Here is another quote from Bringing The Inside Out:
“She’s trying to get me through the glass/She banged her head trying to kiss me/And she says, “Oh, blackened me nose! Blackened nose!”/and she rubbed her nose/I said, “Oh Mum!”/And she grinned at me/She was trying to kiss me/Oh she’s a little sweetie”.
This charming passage, poem almost, really touched me. There’s a vibrancy about it. By including only the actual words uttered, the result is very different from a normal account which is threaded with the views and thoughts, conscious and unconscious, of the recorder – be they journalist, doctor or other professional. Even friends and relatives imbue words with something of themselves; I do it all the time. I’m doing it now.
Bringing The Inside Out is raw, uncut. And like many rough proofs and unedited film footage, it is powerful because of that. It is real.
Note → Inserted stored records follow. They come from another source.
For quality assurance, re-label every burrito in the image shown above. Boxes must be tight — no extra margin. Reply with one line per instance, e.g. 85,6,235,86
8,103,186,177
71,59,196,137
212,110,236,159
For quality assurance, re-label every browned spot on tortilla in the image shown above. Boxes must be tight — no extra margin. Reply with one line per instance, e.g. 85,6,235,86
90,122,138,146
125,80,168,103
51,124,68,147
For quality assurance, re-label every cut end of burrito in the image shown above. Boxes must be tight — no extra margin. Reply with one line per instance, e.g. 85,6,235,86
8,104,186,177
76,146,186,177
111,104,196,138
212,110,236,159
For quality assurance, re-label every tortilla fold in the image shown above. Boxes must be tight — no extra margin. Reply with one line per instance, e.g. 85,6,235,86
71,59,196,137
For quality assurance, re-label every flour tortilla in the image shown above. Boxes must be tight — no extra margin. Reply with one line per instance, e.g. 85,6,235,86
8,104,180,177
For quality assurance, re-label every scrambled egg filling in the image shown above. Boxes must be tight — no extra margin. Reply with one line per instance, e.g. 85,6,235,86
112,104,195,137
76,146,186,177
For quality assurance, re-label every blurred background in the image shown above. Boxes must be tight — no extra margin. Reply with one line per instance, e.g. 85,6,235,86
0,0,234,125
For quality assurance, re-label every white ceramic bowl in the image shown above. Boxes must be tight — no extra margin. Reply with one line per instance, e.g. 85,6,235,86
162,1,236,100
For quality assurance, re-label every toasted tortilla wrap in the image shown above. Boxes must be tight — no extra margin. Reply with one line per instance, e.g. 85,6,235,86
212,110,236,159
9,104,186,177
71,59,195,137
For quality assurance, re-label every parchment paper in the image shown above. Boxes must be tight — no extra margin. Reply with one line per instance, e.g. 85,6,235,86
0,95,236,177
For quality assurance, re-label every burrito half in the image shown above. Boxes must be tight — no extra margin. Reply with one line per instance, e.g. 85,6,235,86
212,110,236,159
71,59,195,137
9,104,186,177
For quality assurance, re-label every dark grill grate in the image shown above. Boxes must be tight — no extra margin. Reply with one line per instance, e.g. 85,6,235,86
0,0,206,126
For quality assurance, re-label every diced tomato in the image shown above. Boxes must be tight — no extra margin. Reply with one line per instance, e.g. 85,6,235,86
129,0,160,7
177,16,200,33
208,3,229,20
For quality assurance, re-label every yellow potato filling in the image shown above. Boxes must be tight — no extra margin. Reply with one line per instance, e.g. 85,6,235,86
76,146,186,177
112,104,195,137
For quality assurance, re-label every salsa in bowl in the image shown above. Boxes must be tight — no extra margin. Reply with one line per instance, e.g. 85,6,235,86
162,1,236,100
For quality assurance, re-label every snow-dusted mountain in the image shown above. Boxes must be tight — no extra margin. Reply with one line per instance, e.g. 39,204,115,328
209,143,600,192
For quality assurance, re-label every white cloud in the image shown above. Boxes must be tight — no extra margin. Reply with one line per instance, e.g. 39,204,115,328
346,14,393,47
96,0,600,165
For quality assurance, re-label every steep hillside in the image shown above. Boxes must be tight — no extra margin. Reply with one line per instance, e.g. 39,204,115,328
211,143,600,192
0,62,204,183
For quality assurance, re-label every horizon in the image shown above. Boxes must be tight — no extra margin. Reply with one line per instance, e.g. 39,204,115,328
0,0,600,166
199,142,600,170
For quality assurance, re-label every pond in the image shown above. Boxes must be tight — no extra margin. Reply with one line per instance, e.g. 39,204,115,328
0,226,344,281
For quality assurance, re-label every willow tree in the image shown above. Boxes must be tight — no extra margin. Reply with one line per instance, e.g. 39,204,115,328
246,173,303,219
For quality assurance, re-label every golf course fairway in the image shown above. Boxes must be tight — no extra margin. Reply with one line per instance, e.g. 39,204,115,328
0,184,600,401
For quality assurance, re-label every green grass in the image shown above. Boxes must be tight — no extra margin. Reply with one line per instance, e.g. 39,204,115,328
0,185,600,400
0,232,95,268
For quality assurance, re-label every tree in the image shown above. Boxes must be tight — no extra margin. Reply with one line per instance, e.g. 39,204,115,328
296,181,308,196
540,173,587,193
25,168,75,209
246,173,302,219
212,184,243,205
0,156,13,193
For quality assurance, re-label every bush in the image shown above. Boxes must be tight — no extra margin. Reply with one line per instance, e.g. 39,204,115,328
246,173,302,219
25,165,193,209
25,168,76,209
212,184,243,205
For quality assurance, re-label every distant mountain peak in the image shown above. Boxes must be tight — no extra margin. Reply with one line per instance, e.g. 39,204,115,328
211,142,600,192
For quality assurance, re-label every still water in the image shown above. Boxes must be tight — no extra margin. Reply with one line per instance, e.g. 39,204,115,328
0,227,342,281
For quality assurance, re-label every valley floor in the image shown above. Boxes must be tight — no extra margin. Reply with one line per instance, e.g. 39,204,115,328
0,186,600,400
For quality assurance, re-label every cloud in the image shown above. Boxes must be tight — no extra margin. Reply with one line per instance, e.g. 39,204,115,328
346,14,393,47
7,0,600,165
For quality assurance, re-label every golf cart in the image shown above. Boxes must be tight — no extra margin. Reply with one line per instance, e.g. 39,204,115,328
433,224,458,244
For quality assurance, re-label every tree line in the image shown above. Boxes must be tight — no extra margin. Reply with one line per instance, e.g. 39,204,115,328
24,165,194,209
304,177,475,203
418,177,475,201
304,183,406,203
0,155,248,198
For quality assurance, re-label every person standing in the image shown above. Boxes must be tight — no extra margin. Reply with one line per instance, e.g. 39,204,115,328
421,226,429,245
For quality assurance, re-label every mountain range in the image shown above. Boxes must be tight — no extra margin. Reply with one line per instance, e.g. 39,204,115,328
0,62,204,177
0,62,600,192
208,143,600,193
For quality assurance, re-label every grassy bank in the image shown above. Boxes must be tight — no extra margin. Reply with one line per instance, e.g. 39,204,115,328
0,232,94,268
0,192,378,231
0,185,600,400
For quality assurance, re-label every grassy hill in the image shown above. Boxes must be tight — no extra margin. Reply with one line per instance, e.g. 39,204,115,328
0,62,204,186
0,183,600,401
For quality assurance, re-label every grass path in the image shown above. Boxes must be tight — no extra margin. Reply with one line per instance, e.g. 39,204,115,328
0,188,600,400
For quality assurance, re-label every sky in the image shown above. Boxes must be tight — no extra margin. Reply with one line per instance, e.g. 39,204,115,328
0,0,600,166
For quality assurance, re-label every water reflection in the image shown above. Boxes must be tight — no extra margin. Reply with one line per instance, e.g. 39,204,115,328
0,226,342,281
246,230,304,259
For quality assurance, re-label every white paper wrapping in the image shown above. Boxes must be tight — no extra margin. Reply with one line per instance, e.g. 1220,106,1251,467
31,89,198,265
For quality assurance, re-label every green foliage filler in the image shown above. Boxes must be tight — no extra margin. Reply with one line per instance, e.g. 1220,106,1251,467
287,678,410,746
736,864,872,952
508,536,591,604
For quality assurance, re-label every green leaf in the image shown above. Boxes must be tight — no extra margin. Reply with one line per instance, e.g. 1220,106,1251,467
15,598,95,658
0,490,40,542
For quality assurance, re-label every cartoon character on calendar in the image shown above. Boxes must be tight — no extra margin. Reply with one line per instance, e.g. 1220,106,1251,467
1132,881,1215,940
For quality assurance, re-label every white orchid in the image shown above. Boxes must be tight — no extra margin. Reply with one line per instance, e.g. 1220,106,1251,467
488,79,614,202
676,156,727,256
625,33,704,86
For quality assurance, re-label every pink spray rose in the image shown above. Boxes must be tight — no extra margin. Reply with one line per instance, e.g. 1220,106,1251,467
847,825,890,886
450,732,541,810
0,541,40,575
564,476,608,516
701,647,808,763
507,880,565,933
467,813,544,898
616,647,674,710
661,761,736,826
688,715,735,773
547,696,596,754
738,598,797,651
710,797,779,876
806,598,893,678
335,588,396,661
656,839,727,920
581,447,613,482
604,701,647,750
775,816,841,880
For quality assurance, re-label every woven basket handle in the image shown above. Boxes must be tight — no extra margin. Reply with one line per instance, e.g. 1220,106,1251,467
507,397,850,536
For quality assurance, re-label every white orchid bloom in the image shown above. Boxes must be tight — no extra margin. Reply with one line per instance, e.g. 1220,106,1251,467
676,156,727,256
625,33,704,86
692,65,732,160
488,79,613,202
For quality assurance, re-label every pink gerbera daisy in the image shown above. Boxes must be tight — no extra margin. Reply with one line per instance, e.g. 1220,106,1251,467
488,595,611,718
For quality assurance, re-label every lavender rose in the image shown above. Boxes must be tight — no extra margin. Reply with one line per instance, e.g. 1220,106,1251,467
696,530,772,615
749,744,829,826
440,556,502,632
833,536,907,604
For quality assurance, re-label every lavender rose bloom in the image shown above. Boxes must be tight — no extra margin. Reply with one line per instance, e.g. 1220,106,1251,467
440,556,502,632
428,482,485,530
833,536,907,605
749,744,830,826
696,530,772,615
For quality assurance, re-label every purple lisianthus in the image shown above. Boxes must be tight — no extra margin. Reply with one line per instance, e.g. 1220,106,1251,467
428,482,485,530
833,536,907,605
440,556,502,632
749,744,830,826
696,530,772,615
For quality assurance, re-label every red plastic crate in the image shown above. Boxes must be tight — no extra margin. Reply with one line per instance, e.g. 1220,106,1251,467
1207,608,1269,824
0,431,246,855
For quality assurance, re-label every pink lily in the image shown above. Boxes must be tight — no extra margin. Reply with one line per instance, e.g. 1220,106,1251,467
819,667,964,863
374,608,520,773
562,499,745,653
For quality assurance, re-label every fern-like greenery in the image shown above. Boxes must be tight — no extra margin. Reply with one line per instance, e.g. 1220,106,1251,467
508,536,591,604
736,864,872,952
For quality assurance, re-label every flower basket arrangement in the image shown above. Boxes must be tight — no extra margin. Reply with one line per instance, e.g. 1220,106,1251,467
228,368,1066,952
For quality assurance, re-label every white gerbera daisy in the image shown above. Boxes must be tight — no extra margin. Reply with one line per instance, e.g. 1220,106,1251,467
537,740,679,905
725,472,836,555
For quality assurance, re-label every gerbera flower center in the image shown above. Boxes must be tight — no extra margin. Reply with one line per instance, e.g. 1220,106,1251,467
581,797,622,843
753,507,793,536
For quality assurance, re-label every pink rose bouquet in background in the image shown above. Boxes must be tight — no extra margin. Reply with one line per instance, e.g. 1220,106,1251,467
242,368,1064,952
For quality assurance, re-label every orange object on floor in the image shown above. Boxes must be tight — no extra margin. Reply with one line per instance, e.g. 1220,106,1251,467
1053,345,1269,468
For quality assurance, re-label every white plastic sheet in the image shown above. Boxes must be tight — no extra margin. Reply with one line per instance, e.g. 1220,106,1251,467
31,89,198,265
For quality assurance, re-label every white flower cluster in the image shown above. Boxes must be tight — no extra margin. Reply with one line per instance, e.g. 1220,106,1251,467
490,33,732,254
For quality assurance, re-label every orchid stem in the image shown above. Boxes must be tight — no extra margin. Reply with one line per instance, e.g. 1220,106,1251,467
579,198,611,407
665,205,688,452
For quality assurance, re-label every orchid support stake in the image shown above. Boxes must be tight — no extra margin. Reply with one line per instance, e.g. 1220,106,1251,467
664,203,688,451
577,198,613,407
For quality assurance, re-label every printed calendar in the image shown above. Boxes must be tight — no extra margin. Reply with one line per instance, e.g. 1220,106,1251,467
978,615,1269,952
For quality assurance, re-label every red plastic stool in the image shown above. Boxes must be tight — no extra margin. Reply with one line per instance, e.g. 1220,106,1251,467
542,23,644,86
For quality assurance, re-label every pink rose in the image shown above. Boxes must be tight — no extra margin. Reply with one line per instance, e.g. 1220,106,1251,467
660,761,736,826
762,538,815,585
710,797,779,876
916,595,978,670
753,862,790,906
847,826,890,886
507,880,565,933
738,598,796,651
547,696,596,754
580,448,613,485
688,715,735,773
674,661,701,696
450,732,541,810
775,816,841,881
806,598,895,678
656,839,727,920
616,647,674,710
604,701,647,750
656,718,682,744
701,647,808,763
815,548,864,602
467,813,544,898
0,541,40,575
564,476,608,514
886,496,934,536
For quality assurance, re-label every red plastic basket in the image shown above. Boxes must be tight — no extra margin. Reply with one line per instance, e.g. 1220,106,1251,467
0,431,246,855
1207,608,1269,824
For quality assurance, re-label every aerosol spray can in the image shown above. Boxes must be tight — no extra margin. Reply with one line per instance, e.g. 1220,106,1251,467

Take this. Entitled “Floating Around” it starts, “Bloody Awful/I would like to go home/And sit forever/But I don’t know where home is”.
Some of the poems (if I may call them that) have named authors, others are anonymous. None of them tell you whether they were said by someone living in the care home (with or without a dementia), a carer or a relative. However, you can look this up in the index at the back – though the words themselves usually make this pretty clear.
In her introduction Susanna explains that Living Words uses a technique called Listen Out Loud, in which the speaker speaks, the writer writes and the way that the words land on the page represents how the person has said them. The language isn’t filtered, intentionally or unintentionally, in any way.
Vic Rayner, executive director of the National Care Forum, describes the book as “a living witnessing of words” and says its contents highlight the importance of relationships and the sense of community that lies at the heart of great care.
The words of Margarita Warburton, which make her role quite clear, exemplify Vic’s sentiment:
“I think, I feel and I see this double isolation/not just in my own home/also, in the workplace./Because families can’t visit our residents,/all the support and energy is from us.
“But I really love what I do.
For this type of work, you need to have the heart, the soul”.
Sebastian Crutch, the professor of neuropsychology at the Dementia Research Centre, University College, London, writes in his foreword,
“Within these pages, the stories of those too often marginalised in our society are given space to breathe, and the true human cost of this pandemic may be found”.
He is right, and I would urge everyone to take a minute or two to leaf through this gem of a book and hear, from their own lips, the thoughts and fears, the hope, despair and love of everyone who’s contributed.